Por Guadalupe Ángeles
Con los pies desnudos sobre el escenario, en la breve fracción de tiempo semejante a un pestañeo como de ojo de bestia, en ese instantáneo pero internamente infinito minuto en que el telón se abre, ahí, detrás, tú, inmóvil, sabes que has nacido para ese instante.

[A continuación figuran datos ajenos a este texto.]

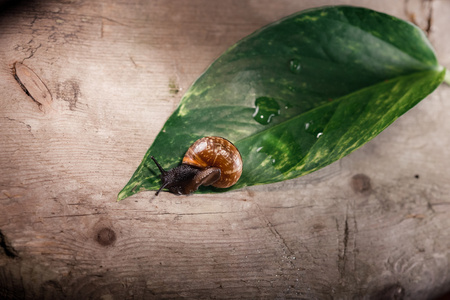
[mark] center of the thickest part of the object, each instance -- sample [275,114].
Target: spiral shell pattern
[213,151]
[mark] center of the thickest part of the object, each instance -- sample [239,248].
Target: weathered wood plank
[116,71]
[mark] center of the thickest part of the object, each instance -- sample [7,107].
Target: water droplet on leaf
[294,66]
[265,110]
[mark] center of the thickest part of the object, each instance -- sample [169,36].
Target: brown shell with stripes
[210,160]
[214,151]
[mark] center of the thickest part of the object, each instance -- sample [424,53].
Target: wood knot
[105,236]
[360,183]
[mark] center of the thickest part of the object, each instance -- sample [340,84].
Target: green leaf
[300,94]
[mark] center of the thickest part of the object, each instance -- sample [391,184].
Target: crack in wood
[342,259]
[6,246]
[32,85]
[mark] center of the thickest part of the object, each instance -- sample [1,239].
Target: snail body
[210,160]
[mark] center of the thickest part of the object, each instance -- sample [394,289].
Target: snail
[210,160]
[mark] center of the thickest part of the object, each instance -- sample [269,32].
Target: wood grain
[372,225]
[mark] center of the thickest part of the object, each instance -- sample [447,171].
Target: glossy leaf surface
[300,94]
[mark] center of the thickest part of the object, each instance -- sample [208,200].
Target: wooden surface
[372,225]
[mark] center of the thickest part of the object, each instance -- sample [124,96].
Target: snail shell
[217,152]
[210,160]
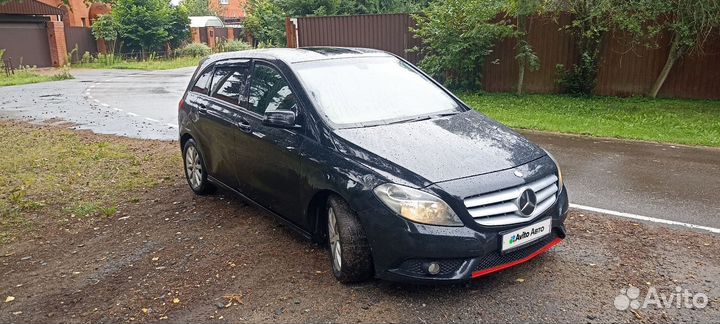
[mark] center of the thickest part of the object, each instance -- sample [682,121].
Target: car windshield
[372,91]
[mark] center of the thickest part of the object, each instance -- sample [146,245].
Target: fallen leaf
[236,298]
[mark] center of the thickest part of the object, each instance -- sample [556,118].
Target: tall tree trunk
[673,56]
[521,22]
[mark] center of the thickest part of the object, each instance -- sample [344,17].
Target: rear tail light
[181,105]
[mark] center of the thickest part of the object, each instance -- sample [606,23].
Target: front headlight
[417,206]
[560,182]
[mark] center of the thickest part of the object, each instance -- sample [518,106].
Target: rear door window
[229,83]
[270,91]
[202,83]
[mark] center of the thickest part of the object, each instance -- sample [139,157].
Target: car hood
[440,149]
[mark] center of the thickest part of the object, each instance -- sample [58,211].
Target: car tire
[350,255]
[195,169]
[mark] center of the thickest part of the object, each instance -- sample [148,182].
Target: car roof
[303,54]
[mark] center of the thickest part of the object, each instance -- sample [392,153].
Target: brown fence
[386,32]
[624,71]
[82,39]
[25,43]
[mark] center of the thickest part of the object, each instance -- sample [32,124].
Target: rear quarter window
[202,84]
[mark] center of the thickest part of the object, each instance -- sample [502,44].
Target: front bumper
[402,250]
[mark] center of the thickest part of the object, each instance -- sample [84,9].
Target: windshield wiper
[410,120]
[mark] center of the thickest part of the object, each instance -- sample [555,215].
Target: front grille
[497,259]
[499,207]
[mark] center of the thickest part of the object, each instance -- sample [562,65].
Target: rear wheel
[349,248]
[195,170]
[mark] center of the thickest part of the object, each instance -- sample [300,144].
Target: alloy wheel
[334,236]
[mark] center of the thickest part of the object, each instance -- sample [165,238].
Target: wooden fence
[624,71]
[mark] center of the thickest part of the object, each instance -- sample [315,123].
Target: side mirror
[279,118]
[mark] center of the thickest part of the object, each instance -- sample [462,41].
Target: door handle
[244,126]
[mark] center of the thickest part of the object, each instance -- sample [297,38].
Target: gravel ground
[171,255]
[179,257]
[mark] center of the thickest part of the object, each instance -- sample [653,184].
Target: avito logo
[525,234]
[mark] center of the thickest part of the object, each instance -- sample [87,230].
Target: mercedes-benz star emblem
[526,202]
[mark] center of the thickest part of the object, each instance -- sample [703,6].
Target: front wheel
[349,248]
[195,170]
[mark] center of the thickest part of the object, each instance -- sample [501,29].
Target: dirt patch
[172,255]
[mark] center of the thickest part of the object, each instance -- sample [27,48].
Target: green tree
[149,25]
[199,8]
[689,22]
[592,19]
[105,28]
[178,26]
[142,24]
[265,20]
[524,53]
[457,35]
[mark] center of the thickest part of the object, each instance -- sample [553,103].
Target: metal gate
[25,43]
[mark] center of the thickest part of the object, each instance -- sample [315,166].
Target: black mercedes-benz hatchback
[360,150]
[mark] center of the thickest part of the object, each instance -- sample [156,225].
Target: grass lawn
[692,122]
[27,76]
[156,64]
[68,176]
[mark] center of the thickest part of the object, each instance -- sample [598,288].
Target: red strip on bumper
[514,263]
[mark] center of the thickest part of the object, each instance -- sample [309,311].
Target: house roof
[29,7]
[205,21]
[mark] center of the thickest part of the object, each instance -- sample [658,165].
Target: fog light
[433,268]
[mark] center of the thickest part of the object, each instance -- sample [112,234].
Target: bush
[233,46]
[195,50]
[457,36]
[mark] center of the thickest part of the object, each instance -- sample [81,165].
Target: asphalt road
[656,180]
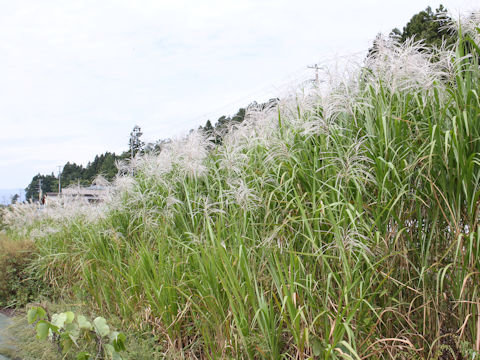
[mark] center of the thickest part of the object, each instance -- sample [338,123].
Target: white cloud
[75,76]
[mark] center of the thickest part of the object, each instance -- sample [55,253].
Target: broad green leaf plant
[70,331]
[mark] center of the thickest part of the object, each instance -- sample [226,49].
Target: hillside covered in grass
[339,223]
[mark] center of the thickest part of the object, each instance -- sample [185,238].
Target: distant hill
[6,195]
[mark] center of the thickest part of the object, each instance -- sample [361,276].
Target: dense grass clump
[19,282]
[340,224]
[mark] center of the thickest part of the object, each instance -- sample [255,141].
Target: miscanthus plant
[341,223]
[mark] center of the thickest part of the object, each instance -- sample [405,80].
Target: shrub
[18,282]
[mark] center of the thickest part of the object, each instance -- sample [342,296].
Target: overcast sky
[76,76]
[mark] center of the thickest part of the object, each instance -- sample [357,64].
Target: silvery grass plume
[403,66]
[56,213]
[240,193]
[467,24]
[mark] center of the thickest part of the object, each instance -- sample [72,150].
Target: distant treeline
[427,25]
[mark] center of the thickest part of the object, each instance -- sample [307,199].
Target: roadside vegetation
[339,223]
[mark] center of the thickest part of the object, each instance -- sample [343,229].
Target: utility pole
[59,179]
[316,67]
[40,193]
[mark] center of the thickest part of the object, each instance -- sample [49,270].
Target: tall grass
[340,224]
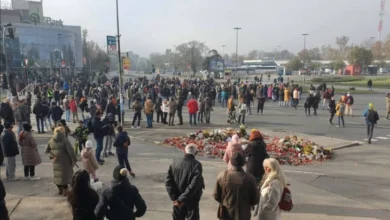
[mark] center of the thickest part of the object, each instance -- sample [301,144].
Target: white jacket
[269,201]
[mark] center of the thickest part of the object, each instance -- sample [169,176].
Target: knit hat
[120,173]
[255,134]
[88,144]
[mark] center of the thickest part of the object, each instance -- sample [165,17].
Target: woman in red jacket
[192,106]
[73,109]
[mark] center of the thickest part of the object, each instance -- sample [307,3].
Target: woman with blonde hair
[272,186]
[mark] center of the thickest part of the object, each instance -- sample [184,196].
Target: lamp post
[120,63]
[237,29]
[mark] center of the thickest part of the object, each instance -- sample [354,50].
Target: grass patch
[333,79]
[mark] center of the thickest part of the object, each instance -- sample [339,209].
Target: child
[81,136]
[89,160]
[242,108]
[122,143]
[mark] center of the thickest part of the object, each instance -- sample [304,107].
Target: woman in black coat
[256,152]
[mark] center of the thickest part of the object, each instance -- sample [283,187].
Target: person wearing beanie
[256,152]
[89,160]
[118,201]
[185,184]
[10,150]
[233,147]
[242,188]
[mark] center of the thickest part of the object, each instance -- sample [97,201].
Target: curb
[353,144]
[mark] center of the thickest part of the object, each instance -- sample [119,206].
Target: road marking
[372,140]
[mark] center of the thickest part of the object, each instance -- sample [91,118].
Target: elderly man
[185,185]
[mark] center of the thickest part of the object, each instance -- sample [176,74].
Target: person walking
[233,146]
[388,106]
[372,118]
[148,109]
[272,186]
[137,108]
[10,150]
[236,191]
[122,143]
[172,106]
[118,201]
[62,155]
[332,110]
[30,154]
[340,111]
[256,153]
[82,198]
[192,106]
[185,184]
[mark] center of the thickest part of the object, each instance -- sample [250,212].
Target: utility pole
[120,64]
[237,29]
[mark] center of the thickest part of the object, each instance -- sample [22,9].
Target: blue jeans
[99,147]
[149,120]
[193,116]
[67,115]
[123,160]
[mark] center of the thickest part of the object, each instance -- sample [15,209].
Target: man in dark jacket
[3,207]
[56,113]
[99,131]
[118,201]
[185,185]
[10,150]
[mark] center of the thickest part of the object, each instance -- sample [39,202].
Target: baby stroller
[232,118]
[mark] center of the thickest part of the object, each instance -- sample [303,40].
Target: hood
[58,137]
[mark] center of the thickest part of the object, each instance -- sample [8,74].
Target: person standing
[30,154]
[256,153]
[192,106]
[185,185]
[61,153]
[236,191]
[10,150]
[38,110]
[148,109]
[340,111]
[372,118]
[272,186]
[172,110]
[332,110]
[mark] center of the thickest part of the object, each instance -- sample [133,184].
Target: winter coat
[73,105]
[256,153]
[118,202]
[148,107]
[192,106]
[30,154]
[56,113]
[172,107]
[89,160]
[61,151]
[9,144]
[230,150]
[241,193]
[185,181]
[269,201]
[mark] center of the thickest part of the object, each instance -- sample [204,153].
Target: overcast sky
[154,25]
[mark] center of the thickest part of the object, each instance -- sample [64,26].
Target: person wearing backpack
[272,187]
[340,111]
[372,117]
[349,102]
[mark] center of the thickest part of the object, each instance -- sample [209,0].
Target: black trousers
[186,212]
[370,131]
[29,171]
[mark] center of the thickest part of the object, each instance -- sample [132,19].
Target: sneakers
[35,178]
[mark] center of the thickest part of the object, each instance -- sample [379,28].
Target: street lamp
[120,63]
[237,29]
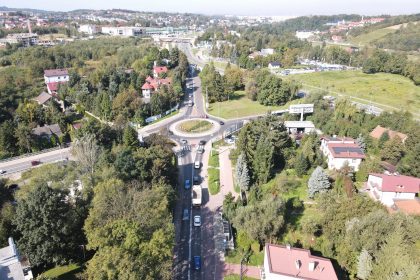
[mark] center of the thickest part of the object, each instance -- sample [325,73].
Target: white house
[12,265]
[56,76]
[388,188]
[286,263]
[341,152]
[88,29]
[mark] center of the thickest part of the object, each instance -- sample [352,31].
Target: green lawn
[67,272]
[391,92]
[239,106]
[367,38]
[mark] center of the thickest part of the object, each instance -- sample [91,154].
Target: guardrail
[66,145]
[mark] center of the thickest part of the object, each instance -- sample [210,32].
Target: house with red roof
[390,189]
[152,85]
[341,151]
[286,263]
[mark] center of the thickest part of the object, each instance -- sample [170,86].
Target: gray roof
[42,98]
[47,130]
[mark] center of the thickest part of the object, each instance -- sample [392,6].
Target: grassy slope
[387,89]
[239,106]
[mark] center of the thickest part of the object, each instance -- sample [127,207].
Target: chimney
[298,264]
[312,266]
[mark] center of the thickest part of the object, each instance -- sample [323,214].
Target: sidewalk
[250,271]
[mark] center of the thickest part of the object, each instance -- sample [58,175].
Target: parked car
[197,262]
[187,184]
[197,221]
[186,215]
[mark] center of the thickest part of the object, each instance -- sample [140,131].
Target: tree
[130,137]
[360,141]
[318,182]
[48,227]
[242,173]
[364,266]
[262,220]
[301,164]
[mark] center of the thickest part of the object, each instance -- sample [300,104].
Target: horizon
[265,8]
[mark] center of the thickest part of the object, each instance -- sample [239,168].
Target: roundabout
[194,127]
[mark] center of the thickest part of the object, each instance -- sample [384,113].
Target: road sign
[301,108]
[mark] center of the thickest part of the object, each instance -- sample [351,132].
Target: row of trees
[112,207]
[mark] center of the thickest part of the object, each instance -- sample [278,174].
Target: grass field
[366,39]
[195,126]
[393,92]
[67,272]
[239,106]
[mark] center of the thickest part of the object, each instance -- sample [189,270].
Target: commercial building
[287,263]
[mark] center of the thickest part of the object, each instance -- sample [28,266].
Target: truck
[196,195]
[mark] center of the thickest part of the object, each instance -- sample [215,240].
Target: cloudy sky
[236,7]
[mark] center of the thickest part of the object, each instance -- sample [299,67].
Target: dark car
[197,262]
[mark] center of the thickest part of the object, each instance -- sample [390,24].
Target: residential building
[47,131]
[287,263]
[26,39]
[56,76]
[152,84]
[88,29]
[341,152]
[274,65]
[379,131]
[13,266]
[390,188]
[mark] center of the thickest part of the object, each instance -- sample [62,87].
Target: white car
[197,221]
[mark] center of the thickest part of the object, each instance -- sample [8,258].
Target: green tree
[48,227]
[318,182]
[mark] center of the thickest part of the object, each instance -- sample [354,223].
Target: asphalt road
[24,163]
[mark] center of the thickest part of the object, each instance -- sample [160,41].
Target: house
[152,84]
[47,131]
[12,265]
[297,127]
[56,76]
[389,189]
[341,152]
[379,130]
[274,65]
[158,70]
[286,263]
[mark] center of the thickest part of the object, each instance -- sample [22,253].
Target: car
[197,262]
[197,221]
[186,215]
[187,184]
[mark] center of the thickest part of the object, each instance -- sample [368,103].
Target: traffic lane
[21,166]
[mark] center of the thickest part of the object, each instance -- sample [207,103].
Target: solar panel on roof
[339,150]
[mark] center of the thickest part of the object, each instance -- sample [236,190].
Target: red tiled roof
[160,69]
[379,130]
[345,150]
[398,183]
[55,72]
[54,86]
[283,261]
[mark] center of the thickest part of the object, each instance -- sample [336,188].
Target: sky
[232,7]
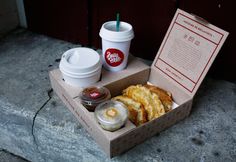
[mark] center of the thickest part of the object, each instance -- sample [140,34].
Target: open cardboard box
[181,64]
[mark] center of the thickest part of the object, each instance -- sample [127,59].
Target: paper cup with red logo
[115,45]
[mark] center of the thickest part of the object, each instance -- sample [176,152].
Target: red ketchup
[90,97]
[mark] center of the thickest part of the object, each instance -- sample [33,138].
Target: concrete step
[36,125]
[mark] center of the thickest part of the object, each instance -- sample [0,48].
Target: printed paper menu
[188,50]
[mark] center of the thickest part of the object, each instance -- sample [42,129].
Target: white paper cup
[80,66]
[115,45]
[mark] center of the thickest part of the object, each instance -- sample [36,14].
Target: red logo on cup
[114,57]
[94,95]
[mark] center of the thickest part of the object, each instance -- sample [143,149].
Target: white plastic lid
[80,61]
[108,32]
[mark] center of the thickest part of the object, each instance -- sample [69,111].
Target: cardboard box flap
[188,50]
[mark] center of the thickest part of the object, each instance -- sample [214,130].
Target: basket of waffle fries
[145,102]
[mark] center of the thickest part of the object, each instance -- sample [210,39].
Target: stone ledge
[208,134]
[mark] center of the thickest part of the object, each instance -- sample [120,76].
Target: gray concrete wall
[9,19]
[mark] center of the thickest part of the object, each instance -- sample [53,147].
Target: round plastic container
[90,97]
[111,115]
[115,45]
[80,66]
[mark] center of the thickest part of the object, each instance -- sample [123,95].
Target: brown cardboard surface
[114,143]
[138,73]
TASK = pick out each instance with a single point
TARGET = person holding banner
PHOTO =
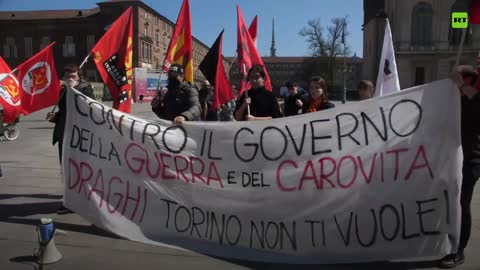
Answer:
(294, 101)
(365, 89)
(257, 103)
(73, 79)
(318, 99)
(465, 77)
(180, 102)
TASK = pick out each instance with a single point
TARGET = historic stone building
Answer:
(425, 43)
(24, 33)
(282, 69)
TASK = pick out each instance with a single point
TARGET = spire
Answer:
(273, 50)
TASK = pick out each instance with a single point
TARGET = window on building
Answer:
(422, 20)
(90, 42)
(28, 47)
(45, 42)
(419, 75)
(157, 39)
(9, 48)
(68, 47)
(146, 52)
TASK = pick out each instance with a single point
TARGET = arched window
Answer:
(455, 34)
(422, 17)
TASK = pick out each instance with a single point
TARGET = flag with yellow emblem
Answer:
(113, 58)
(180, 47)
(10, 94)
(39, 84)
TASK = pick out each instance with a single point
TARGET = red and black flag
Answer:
(180, 47)
(214, 71)
(113, 57)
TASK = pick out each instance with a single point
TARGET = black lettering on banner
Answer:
(365, 118)
(114, 152)
(285, 142)
(83, 138)
(402, 102)
(374, 233)
(229, 227)
(151, 135)
(312, 230)
(396, 222)
(298, 149)
(315, 138)
(235, 140)
(177, 219)
(345, 235)
(272, 226)
(75, 140)
(101, 108)
(349, 134)
(421, 212)
(404, 226)
(210, 155)
(168, 210)
(77, 106)
(196, 223)
(184, 139)
(111, 121)
(220, 233)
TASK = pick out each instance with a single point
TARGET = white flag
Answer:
(387, 79)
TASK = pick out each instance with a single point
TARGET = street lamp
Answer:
(344, 94)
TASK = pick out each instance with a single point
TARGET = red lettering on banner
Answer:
(343, 173)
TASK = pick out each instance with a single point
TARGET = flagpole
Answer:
(61, 95)
(10, 73)
(460, 47)
(246, 90)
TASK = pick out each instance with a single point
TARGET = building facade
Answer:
(425, 44)
(24, 33)
(300, 69)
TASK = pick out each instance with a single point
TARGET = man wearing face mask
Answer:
(263, 104)
(180, 102)
(73, 78)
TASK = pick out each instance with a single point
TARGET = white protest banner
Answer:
(372, 181)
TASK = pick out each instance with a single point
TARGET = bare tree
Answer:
(331, 46)
(313, 33)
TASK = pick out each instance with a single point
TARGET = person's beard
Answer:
(173, 83)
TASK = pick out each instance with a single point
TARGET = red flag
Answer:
(113, 57)
(253, 30)
(474, 12)
(39, 81)
(180, 47)
(10, 94)
(247, 54)
(214, 71)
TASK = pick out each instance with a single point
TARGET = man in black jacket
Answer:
(257, 103)
(73, 79)
(180, 102)
(465, 78)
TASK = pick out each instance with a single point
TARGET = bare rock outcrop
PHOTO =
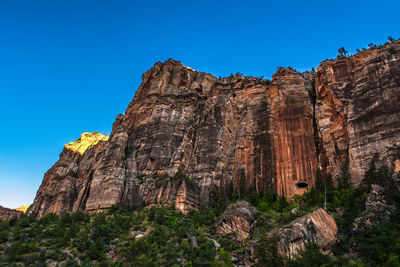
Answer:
(317, 227)
(238, 132)
(357, 110)
(238, 221)
(223, 132)
(7, 214)
(377, 208)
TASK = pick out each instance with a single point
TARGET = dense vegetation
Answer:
(162, 236)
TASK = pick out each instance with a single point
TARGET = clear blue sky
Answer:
(67, 67)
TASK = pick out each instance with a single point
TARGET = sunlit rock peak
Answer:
(23, 208)
(85, 141)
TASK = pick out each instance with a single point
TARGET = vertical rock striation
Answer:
(357, 110)
(233, 135)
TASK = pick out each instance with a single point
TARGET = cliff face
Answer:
(358, 110)
(7, 214)
(237, 132)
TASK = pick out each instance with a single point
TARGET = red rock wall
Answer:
(254, 134)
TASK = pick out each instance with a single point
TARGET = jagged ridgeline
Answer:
(188, 137)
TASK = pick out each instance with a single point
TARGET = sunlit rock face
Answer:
(22, 209)
(358, 111)
(240, 133)
(85, 141)
(7, 214)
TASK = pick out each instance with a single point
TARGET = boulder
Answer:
(237, 221)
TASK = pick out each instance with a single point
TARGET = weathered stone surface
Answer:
(357, 110)
(377, 208)
(218, 130)
(240, 132)
(317, 227)
(7, 214)
(237, 221)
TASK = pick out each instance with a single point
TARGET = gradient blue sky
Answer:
(67, 67)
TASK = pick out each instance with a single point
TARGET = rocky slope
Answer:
(233, 134)
(7, 214)
(357, 110)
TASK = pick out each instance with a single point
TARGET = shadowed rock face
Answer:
(237, 221)
(317, 227)
(358, 111)
(240, 132)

A tu alrededor los seres nacidos de tu imaginación han encarnado y misteriosamente elevan arias hacia el cielo de cartón. No es de mentira el correr de millones de insectos por la piel de tus brazos (“¿es este el sabor de un sueño?”), abres más los ojos y en la oscuridad, frente a ti, en ese espacio habitado por butacas, no puedes, no quieres saber cuántas miradas te cubren, cuántos oídos escuchan la letra de esos poemas que ahora salen de tu garganta y tus labios los saborean mientras en tu mirada una luz desmiente el aire de mentira que a esas alturas ya nadie cree: se ha dicho que “el teatro sube”, contrario al viejo mito de que ahí, detrás de tus ojos y en el bosque de tu cerebro el milagro baja.
Afuera, los seres multicolores se toman de las manos y hacen un círculo, dentro, tú, eres semilla que ahora late en esos ojos que parpadean inocentes, ajenos a la razón de su existir.
Ninguna sonrisa ha sido como la que allá, ¿a cuántos metros de ti? tensa los músculos del rostro de ese que te ama (o así lo ha dicho) aquí la verdad de ello no cuenta; aquí se da constancia de la condición que ahora habita tus huesos, tu cabello y cada latido de tu corazón: has encarnado tu sueño, y el maquillaje, la luz que puebla el escenario son… ¿Acaso importa qué…? Son tú, en este minuto eterno que brillará por siempre oculto en tu mirada hasta la hora de tu muerte ‒¿también después? Quizá.